Knightmare spawned two follow-ups released on the MSX and Family Computer, both of which fall under different genres: The Maze of Galious and Shalom: Knightmare III (1987). In addition to the main games, a stand-alone sequel titled Majou Densetsu II: Poporon Gekitou Hen (Note: 魔城伝説II 〜ポポロン激闘編〜 (Majō Densetsu II ~Poporon Gekitō Hen~)) was scheduled to be published in 1987 by Konami for the PC-8801 and X1 home computers. The game was intended to be a vertical-scrolling shooter similar to the original but with role-playing elements added. Despite being advertised and previewed in Japanese magazines, it was never released for unknown reasons. The characters of Popolon and Aphrodite would later make appearances outside of the trilogy in other Konami titles such as Parodius (1988) and Hai no Majutsushi (1989). Former Compile staffer Takayuki Hirono cited Knightmare as an influence on Zanac (1986), particularly its power-up system. In 2021, Konami announced a contest encouraging indie developers to make games based on some of its classic series, including Knightmare.
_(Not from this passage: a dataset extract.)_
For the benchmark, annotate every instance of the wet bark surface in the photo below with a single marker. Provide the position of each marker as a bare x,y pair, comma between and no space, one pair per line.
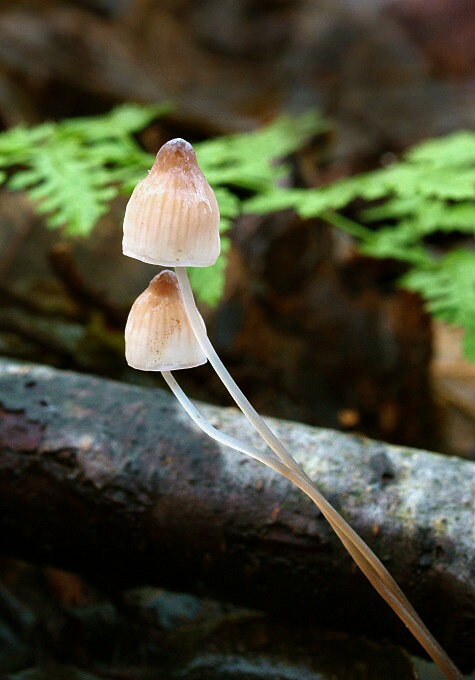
114,482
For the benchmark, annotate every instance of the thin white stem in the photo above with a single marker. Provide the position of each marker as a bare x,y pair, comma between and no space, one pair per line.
371,566
366,560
In the years since, fans have experimented with remaking and porting Knightmare unofficially to other platforms. In 1992, an MS-DOS version was created by the group Friends Software. In 2005, a mod dubbed Knightmare Gold was released by Portuguese fan group Amusement Factory, which allowed support with the MSX2 hardware for smooth scrolling, an upgraded color palette, among other changes. In 2012, a ZX Spectrum port developed by Climacus and McNeil was released online as a free download. In 2013, a demo for a PC remake was released online by Spanish programmer Alberto De Hoyo (of Demon VideoGames), with the full version releasing in 2015, followed by a "Gold Edition" containing new features. In 2015, a ColecoVision port was developed by Opcode Games and published by Team Pixelboy, featuring an "Easy" mode but requires the Super Game Module expansion to run on the hardware, while the ROM image was released online for free in 2018. In 2022, an Amiga port co-developed by "h0ffman" and Toni Galvez was made available online for free, featuring several enhancements and additions.